While staff attorneys are taking on as many cases as they can handle, legal aid organizations are also working diligently to recruit pro bono attorneys.
“We need both immigration lawyers and lawyers who can help caregivers obtain legal custody in family, probate and dependency courts,” said Adriana Dinis, an attorney with Gulfcoast Legal Services in St. Petersburg whose work is supported in part by the Foundation.
Although the only immigration courts in Florida are in Miami and Orlando, the need for lawyers to help with custody and dependency issues is widespread, since the children tend to go where they have relatives, or where they are placed with other sponsors. Legal aid groups are collaborating with community partners to maximize resources.
The Florida Bar Foundation-funded One Campaign is working with the Cuban American Bar Association Pro Bono Project, also a Foundation grantee, and the Miami Pro Bono Roundtable to assist children showing up in Miami’s immigration court. The joint project has “adopted” a juvenile immigration docket by providing volunteer lawyers to do intake interviews with the children, serve as friends of the court, and request continuances so that the children can be provided with pro bono representation before their cases are decided. AI Justice and Catholic Legal Services has each also adopted an immigration court docket.
Of more than 250 children interviewed so far through CABA’s Immigrant Children Program, 120 were found to be potentially eligible for Special Immigrant Juvenile Status and have been placed with an attorney from among nearly 100 volunteers.
Legal aid organizations provide training to enable lawyers not experienced in children’s immigration issues to help.
“CABA has had volunteers who have never done this type of work, but who have been trained, and they have been successful. It’s definitely something that can be done if you are not an immigration expert, especially if the organization you are volunteering with has the infrastructure and the resources to give you the training that you need,” One Campaign Director Ruth Reyes said.
“The rewarding experience is making that connection with the child and knowing that you’ve helped ensure equal access to justice for people who can’t afford an attorney and who are going through a very difficult period in their lives.

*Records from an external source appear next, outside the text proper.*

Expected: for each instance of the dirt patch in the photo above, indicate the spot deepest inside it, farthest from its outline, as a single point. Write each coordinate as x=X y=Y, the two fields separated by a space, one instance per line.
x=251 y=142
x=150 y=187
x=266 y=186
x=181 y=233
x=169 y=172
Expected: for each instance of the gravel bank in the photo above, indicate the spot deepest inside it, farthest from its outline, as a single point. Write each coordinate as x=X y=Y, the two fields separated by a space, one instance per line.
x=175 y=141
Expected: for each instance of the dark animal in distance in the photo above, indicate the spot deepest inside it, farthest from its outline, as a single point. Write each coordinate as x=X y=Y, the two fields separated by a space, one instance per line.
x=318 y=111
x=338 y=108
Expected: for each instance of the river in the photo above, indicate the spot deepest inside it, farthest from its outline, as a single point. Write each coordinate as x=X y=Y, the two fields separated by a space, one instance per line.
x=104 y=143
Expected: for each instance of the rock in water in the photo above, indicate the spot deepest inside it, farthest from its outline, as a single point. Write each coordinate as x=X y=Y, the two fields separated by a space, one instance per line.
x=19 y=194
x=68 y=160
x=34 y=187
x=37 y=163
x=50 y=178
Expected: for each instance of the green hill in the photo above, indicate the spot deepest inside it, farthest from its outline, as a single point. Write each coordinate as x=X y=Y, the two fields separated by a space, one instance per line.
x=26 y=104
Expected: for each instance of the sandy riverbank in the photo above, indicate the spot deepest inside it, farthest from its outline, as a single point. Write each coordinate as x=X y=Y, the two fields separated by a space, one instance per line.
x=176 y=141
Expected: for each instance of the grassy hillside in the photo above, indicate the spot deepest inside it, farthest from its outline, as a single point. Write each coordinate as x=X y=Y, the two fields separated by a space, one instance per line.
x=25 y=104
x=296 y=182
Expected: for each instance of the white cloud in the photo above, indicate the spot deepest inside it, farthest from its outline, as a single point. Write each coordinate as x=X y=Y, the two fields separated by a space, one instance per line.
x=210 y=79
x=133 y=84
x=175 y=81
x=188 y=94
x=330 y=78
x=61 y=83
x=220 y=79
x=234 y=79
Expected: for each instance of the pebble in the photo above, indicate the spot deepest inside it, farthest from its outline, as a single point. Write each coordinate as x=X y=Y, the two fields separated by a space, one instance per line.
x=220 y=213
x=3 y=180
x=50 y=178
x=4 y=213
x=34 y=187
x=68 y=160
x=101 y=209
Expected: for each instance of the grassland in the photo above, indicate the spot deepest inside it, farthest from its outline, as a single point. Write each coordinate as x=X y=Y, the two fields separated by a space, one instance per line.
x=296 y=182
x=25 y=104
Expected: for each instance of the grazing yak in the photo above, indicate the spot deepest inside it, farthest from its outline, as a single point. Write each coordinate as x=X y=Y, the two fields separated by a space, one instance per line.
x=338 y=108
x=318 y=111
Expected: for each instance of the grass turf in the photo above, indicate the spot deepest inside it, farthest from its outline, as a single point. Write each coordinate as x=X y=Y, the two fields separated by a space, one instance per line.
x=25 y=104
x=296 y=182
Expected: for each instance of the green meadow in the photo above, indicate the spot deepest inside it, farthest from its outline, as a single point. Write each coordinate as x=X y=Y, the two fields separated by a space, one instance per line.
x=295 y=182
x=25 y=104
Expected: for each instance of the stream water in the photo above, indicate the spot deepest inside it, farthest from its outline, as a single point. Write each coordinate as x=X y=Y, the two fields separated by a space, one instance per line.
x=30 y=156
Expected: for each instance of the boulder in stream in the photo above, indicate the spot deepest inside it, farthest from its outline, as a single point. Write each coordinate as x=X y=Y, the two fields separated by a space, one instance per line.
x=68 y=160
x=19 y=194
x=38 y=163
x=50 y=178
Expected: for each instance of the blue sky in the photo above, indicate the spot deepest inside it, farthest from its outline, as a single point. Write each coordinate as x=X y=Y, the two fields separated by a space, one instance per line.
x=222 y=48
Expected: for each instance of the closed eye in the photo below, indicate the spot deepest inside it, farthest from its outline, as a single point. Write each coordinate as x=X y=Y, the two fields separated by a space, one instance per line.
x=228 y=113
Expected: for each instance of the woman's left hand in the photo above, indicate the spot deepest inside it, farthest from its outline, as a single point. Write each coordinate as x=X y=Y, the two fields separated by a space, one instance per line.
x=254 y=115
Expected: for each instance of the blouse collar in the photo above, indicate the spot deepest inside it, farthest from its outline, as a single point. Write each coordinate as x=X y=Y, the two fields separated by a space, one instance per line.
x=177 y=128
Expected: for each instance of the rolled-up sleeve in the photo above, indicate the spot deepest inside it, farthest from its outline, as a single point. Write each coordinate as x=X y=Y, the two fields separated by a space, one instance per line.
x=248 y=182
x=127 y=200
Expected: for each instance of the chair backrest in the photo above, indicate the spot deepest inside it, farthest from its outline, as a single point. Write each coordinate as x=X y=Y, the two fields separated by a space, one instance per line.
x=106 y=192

Most of these kids have left their country because of a really bad situation, and you are giving them a chance to stay in this country or at least helping them navigate the legal system.”
In Orlando, the Legal Aid Society of the Orange County Bar Association has provided free continuing legal education to private attorneys willing to take two unaccompanied minor cases and is working with Catholic Charities and the immigration clinic at Barry University’s law school on client intake and referral to pro bono attorneys. In Miami, AI Justice collaborates with the Cuban American Bar Association, area law schools, Catholic Charities and the American Immigration Lawyers Association.
Among many successful outcomes so far, AI Justice was able to get Oscar and Angie’s deportation proceedings terminated, and they are in the process of obtaining lawful permanent residency while living with their grandmother. Angie is studying English and hopes to become a medical assistant or maybe even a lawyer so that she can help others as she was helped. Oscar hopes to become a pilot.